Link prediction algorithms to enhance criminal network analysis
Link prediction are common exercises in network analysis (1). In general, link prediction aims at identifying possible unknown connections among the nodes of a network due to limited data or predicting the links in the future based on the current observation of a network. Normally, link prediction approaches rely on the existing information on the topology of a network to predict possible ties between nodes in the network. However, there is a variety of techniques and approaches to identify the possible links (2,3). Also, the type of relations observed may influence the shape of a network and, consequently, the way in which links are established. In other words, link prediction in a global network of airports may follow different rules than predicting a link in a network of friends.
In criminal networks, link prediction may help investigators identifying possible connections between two individuals which have so far remained hidden or unobserved. Link predictions may indicate investigators possible connections which have so far remained.
The task, however, is particularly challenging. Investigation data is naturally noisy (e.g. irrelevant information, unclear recordings) and incomplete (e.g. criminals avoiding easily detectable communications). These issues may potentially affect the precision and robustness of link prediction algorithms. If the observed information is incomplete, it may bias the predicted links.
It is not surprising, therefore, that applications of link prediction to criminal networks are in their infancy. Very few studies applied link prediction methods to criminal networks (4,5). It is therefore important to reflect on the effectiveness and robustness of link predictions in criminal networks.
A recently published study has explored the robustness of different link prediction strategies across different types of network data. The study is authored by Francesco Calderoni (from Transcrime and Università Cattolica del Sacro Cuore of Milan, partner of Roxanne) and Salvatore Catanese (University of Messina) Pasquale De Meo (University of Messina), Annamaria Ficara (University of Palermo), and Giacomo Fiumara (University of Messina) (6). The study explored the performance of different link prediction algorithms on a mafia organization, based on information extracted from judicial documents of operation “Montagna”. The four-year investigation by the Italian law enforcement agencies targeted 52 individuals charged with participation the Sicilian Mafia. The data were made publicly available for further use and exploration (7,8).

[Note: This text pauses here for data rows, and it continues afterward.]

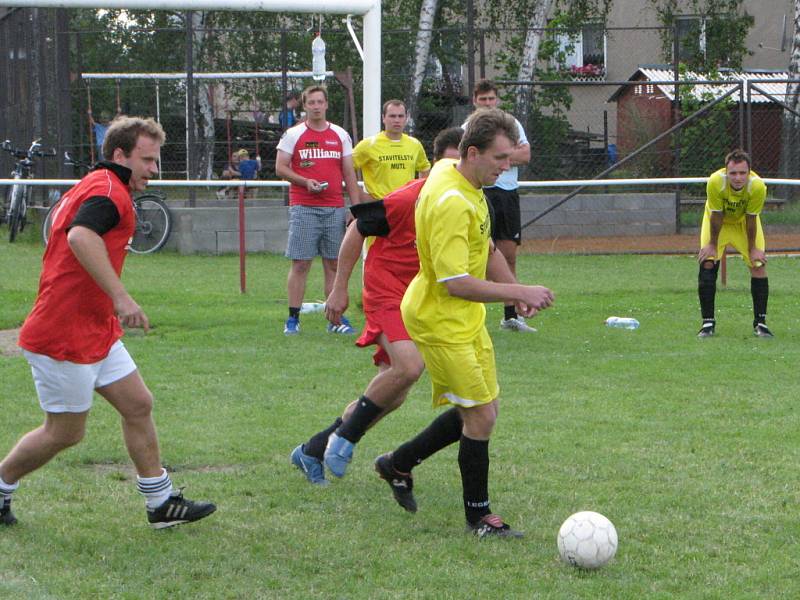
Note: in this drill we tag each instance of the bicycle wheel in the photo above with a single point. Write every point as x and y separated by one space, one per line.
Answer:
153 224
47 223
14 212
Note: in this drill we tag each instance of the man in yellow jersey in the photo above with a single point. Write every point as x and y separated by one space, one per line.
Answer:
391 158
735 198
444 314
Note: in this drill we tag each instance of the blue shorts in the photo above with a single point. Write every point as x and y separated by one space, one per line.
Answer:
315 231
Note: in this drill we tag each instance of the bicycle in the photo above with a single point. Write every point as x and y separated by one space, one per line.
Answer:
18 196
153 218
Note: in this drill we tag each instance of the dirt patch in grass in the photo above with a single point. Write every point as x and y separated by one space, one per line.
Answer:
8 342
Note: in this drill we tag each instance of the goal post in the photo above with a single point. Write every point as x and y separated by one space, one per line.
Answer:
369 9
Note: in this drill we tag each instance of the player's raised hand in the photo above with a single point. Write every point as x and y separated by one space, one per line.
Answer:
535 298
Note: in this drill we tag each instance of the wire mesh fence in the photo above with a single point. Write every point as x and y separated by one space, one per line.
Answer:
586 120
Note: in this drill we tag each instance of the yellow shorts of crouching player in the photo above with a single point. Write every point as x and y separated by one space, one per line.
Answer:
734 234
462 374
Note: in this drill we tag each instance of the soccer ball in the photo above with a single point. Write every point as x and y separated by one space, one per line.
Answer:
587 540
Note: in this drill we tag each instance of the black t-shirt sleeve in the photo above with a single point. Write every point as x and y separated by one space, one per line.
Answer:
371 218
98 213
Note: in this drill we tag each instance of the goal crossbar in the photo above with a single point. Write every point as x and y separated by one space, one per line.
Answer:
369 9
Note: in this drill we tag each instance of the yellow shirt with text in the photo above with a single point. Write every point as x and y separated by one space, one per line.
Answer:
453 233
388 164
734 204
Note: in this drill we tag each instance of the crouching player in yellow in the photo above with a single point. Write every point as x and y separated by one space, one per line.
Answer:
443 312
735 197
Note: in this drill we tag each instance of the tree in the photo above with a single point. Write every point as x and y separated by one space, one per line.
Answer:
422 47
790 155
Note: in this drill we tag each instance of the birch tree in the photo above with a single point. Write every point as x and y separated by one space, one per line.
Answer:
422 49
204 112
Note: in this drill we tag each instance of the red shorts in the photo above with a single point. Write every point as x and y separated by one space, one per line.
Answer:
388 322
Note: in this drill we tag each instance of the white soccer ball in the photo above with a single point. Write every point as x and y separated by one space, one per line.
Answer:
587 540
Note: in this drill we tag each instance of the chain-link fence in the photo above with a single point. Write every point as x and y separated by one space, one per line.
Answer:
584 119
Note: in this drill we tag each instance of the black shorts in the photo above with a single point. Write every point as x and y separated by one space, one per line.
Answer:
506 220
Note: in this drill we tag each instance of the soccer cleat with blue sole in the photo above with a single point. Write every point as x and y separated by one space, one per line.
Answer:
311 467
338 454
344 327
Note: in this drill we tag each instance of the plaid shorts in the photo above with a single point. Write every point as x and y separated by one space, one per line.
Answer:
315 230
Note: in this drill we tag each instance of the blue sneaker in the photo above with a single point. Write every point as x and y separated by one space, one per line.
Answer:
338 454
310 466
344 327
292 326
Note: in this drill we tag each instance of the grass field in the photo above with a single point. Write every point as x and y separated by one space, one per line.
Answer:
690 447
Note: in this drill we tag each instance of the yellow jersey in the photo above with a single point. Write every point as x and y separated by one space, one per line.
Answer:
388 164
453 233
734 204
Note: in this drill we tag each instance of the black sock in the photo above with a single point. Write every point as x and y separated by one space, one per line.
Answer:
443 431
707 291
473 460
759 289
316 445
356 425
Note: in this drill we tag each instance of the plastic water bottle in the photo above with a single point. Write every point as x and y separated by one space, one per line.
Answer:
318 58
309 307
622 322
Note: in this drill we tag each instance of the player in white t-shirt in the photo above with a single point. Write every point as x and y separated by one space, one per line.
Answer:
315 157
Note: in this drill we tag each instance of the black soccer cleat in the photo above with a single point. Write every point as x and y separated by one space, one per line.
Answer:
177 510
492 526
707 330
761 330
6 516
402 484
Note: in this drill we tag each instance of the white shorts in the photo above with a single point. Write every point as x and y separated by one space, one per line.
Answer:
65 386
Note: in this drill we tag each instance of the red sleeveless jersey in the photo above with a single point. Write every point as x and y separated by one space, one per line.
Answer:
72 318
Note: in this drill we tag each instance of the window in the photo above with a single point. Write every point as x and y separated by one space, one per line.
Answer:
691 38
584 53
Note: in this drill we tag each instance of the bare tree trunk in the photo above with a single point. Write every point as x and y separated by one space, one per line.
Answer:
204 125
422 49
791 123
530 55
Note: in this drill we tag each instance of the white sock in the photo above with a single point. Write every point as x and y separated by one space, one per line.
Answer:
6 489
156 490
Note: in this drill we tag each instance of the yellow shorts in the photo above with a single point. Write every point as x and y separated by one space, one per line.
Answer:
733 234
463 374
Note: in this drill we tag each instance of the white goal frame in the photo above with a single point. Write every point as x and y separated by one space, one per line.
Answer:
369 9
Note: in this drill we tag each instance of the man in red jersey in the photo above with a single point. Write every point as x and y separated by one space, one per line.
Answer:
315 157
71 338
390 265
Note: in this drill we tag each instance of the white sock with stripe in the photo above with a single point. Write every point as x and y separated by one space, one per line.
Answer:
156 490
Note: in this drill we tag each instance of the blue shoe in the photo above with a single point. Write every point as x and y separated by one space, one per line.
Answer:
338 454
292 326
310 466
344 327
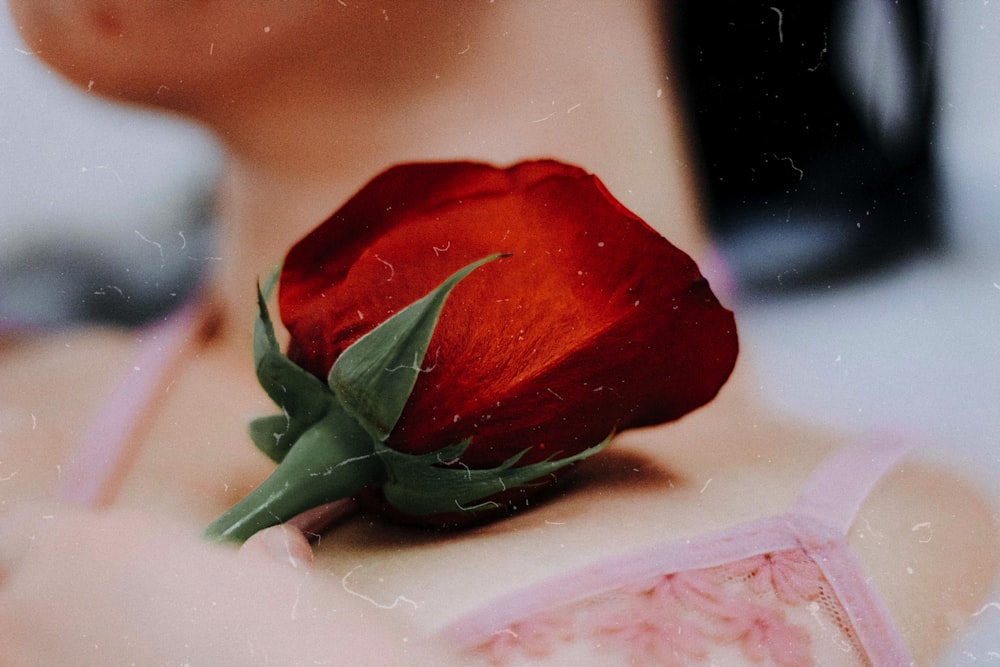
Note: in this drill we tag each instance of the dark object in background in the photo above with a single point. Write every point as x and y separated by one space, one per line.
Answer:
813 121
54 283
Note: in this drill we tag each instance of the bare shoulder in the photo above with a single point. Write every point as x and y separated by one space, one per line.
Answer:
50 388
929 537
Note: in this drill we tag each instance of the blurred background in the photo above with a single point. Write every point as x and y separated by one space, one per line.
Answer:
851 157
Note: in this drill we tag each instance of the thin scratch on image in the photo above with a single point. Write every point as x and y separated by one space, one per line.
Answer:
400 599
492 504
159 246
415 366
791 163
781 17
446 248
392 269
988 605
872 531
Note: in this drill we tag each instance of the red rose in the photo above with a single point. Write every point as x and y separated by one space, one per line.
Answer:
590 322
595 322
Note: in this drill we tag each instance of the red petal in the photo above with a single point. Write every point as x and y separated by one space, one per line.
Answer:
594 323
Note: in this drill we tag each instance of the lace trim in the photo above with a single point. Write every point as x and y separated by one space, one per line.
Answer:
772 609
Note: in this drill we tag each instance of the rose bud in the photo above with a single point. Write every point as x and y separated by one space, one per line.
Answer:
460 332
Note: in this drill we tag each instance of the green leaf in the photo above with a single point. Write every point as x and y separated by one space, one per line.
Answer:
374 377
270 435
418 485
302 397
333 459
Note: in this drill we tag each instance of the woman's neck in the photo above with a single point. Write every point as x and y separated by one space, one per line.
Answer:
533 85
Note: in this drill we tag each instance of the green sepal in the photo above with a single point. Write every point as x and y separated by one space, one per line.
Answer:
417 484
373 378
331 460
270 435
302 397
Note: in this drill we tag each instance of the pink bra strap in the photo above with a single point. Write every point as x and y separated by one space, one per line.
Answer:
94 472
835 490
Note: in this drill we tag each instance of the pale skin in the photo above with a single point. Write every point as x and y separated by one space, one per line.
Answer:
310 99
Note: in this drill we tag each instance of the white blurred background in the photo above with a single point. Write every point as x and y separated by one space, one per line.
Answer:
916 346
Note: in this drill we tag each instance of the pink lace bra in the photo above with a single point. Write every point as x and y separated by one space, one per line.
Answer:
782 590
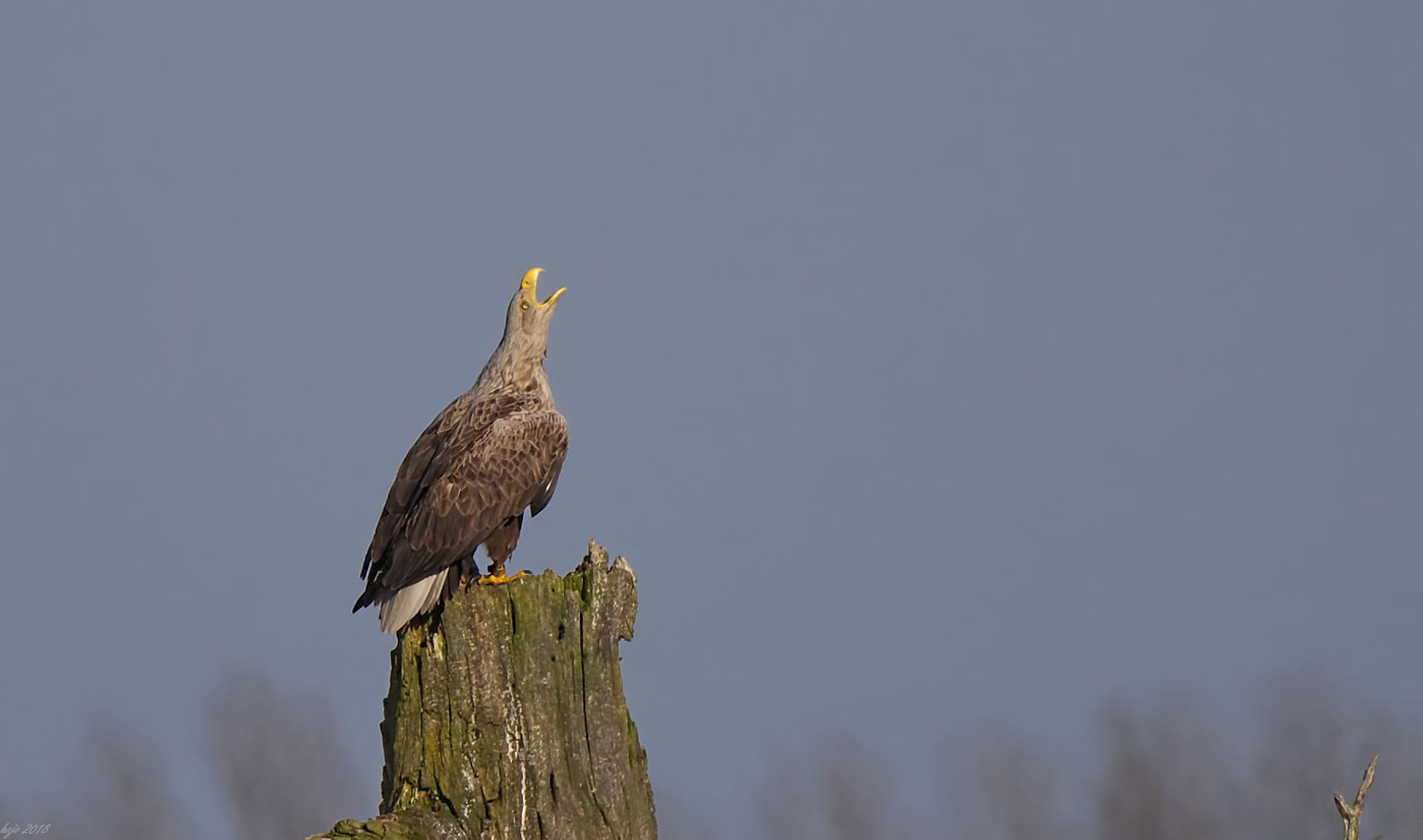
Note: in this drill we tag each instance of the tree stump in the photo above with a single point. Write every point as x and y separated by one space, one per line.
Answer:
506 716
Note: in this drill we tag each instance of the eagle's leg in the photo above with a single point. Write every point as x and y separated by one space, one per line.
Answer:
501 545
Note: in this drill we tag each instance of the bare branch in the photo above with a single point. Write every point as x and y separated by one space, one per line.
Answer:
1351 814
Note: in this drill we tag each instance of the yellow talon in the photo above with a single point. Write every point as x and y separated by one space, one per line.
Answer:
497 580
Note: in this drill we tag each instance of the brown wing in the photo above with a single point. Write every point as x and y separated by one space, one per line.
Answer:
482 475
422 464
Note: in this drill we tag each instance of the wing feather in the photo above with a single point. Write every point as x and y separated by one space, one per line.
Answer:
500 457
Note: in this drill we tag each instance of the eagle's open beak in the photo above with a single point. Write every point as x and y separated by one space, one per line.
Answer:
531 288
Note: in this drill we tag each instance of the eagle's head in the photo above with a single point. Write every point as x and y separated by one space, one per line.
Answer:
525 328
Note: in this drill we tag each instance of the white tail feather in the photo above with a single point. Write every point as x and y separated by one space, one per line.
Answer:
411 601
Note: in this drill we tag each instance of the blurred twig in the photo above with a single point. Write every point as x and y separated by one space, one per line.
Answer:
1351 814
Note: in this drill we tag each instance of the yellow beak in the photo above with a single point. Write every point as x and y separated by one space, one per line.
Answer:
530 287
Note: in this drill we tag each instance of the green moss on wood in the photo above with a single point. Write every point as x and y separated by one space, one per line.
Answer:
506 716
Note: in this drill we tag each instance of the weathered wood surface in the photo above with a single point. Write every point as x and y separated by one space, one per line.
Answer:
507 719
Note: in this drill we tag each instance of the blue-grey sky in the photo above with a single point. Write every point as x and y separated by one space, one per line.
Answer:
932 363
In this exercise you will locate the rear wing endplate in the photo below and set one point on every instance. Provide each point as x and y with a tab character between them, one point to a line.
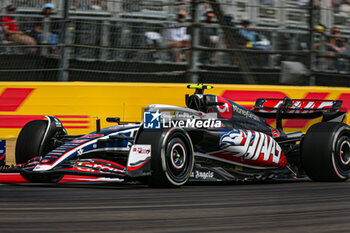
298	109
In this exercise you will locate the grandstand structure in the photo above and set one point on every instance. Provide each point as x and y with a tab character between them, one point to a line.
125	40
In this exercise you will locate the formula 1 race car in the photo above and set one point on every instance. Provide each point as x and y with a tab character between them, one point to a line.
212	139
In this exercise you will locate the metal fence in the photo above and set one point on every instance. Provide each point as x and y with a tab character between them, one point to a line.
108	37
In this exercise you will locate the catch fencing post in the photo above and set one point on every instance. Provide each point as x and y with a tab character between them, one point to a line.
194	42
64	62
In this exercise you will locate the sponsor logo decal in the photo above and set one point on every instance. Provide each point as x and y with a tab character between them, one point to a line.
156	120
251	145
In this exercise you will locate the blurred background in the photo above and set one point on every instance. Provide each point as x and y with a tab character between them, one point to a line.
299	42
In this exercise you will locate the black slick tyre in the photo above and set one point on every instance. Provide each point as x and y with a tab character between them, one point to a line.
29	145
325	152
172	156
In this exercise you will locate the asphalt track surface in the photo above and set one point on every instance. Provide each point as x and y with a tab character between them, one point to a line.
301	206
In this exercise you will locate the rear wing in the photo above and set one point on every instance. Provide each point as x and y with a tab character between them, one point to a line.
299	109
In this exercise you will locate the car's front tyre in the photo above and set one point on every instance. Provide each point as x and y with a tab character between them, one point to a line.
325	152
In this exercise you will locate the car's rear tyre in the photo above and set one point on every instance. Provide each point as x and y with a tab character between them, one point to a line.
30	143
325	152
172	156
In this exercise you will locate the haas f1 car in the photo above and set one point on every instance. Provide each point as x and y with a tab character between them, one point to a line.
212	139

The data extracted enabled to reconstruct two networks: the network from meetings (Fig.1) and the network from telephone calls (Fig. 2), respectively. The figures show that the two networks have a different topology or structure: the meeting network is denser whereas the telephone network is sparser. This is due to many factors, but especially to the nature of the two types of communications. While it is possible and frequent to meet with several people at the same time, most telephone calls normally involve only two speakers.
Figure 1. The meeting network in operation Montagna.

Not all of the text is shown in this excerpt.